Pure spam. Do everyone a favor and let it die with you.

I like how it was started in 1952, but refers to the year 2009. :rolleyes:

Betsy


#3

that is what I thought too!


#4

Oh Lord! :rolleyes:I agree.Toss it.


#5

I was sent this Novena with a picture of two angels one of the angels has her wings spread and is standing holding a sword over the other angel kneeling in prayer with her wings folded in......they are amongst clouds as though in Heaven.
I went to Google and looked up the Novena Saint Teresa started in 1952 and it is a fact that it has been broken.
My question is what is with the 2 angels especially the one holding a sword and looking like she is going to use it on the other angel? Can anyone answer this question or has anyone else received this Novena with this very disturbing picture of two angels. My email is [email]johnpaul1818@yahoo.com[/email] hope to get some kind of reply or closure on this. Please help!!!!!!!


#6

The one with the two angels is spam, too. And clicking on an e-mail link in a discussion board is pretty disingenuous, it sounds like another way to propagate spam.

A history lesson is in order here: Way back when wooly mammoths roamed the earth, the internet wasn't invented, and mail referred to what you received via the Post Office, chain letters, some of them with a religious bent, were very common. Of course, to continue the chain, you had to hand write or typewrite the letter (this was even before commonly available copying machines--horrors!,) put the letters in envelopes, stamp them, address them, and mail them.

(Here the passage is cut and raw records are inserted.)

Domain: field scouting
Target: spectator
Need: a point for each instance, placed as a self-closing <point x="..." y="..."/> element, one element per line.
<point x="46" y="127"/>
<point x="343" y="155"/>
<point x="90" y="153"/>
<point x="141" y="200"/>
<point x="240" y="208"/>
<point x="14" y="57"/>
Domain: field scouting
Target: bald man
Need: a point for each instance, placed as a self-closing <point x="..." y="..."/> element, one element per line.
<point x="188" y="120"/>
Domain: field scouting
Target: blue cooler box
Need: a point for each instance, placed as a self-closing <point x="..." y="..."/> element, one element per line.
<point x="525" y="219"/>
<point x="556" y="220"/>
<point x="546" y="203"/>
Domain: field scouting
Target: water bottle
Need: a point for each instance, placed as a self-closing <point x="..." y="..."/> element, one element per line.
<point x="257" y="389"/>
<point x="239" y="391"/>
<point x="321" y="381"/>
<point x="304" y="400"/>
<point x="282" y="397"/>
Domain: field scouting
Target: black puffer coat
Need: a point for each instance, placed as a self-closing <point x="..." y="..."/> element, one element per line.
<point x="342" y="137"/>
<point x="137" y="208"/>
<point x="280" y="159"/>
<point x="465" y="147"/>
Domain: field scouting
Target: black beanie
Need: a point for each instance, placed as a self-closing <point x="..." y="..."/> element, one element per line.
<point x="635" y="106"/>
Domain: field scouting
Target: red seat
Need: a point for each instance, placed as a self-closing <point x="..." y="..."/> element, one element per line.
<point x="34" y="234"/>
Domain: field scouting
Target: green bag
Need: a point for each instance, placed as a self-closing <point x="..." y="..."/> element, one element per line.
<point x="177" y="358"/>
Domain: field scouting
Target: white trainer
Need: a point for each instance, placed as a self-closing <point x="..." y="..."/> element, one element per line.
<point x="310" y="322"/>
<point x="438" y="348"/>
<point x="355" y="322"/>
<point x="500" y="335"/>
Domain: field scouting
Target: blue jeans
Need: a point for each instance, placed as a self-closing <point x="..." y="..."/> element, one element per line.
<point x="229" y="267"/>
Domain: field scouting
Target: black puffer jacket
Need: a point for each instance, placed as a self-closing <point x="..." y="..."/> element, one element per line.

These letters frequently had prayers or "novenas" attached to them. Occasionally, you were supposed to send money to the person who sent the letter to you, with the idea that the ten people who you sent the chain letter to would send money to you (thus multiplying your initial outlay by ten times.)

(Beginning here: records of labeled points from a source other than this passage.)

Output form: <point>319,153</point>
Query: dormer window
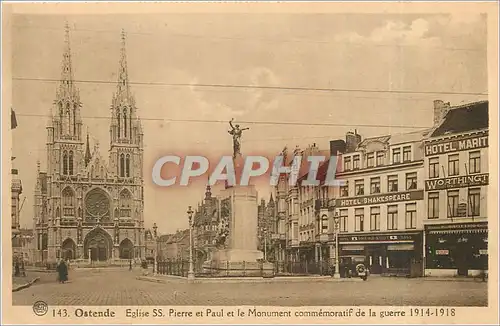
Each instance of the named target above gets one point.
<point>396,155</point>
<point>380,158</point>
<point>407,154</point>
<point>347,163</point>
<point>411,181</point>
<point>355,162</point>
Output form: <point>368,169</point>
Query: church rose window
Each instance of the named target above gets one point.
<point>125,204</point>
<point>68,202</point>
<point>127,166</point>
<point>70,163</point>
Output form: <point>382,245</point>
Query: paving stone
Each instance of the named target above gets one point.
<point>122,288</point>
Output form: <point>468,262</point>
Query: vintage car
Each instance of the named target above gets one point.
<point>353,265</point>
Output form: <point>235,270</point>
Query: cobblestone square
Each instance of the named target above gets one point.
<point>121,287</point>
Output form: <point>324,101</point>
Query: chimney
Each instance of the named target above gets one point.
<point>440,110</point>
<point>352,140</point>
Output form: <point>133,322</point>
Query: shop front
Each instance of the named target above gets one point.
<point>456,249</point>
<point>391,254</point>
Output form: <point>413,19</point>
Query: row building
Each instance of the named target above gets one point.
<point>456,191</point>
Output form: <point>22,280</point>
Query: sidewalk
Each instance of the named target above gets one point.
<point>18,285</point>
<point>454,278</point>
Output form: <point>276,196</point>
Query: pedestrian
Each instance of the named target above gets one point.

A couple of very official bodies took a very jaundiced view of these chain letters: 1. The US Post Office, and 2. The Roman Catholic Church.

The Post Office considered the fraudulent use of their services to obtain money mail fraud (which was a federal crime.) The Catholic Church considered reliance on the "luck" these letters were supposed to bring a mortal sin--superstition.

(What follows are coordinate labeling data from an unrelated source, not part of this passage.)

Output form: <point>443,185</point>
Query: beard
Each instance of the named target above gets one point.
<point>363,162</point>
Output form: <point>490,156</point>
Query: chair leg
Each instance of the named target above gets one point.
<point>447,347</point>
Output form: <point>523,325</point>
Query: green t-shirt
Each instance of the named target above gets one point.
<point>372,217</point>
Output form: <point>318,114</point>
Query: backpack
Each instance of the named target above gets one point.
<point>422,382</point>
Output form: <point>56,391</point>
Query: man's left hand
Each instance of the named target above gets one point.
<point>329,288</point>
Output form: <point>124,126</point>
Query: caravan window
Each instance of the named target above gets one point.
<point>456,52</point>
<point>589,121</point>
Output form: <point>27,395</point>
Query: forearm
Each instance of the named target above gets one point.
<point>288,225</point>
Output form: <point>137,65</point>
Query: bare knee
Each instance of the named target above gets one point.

Chain letters were ubiquitous in the late fifties and through the 1960's. Most recipients threw them out.

They resurfaced in a new form in the 1990's---the chain e-mail. The Post Office didn't give a hoot about this. But I'm sure the Catholic Church still considers them sinful if you pass them on under fraudulent pretenses, or are superstitious enough to believe in them. And I think that would apply to spreading a virus by one as well (destruction of someone else's property.)

Save yourself the trip to the confessional: Hit the delete button.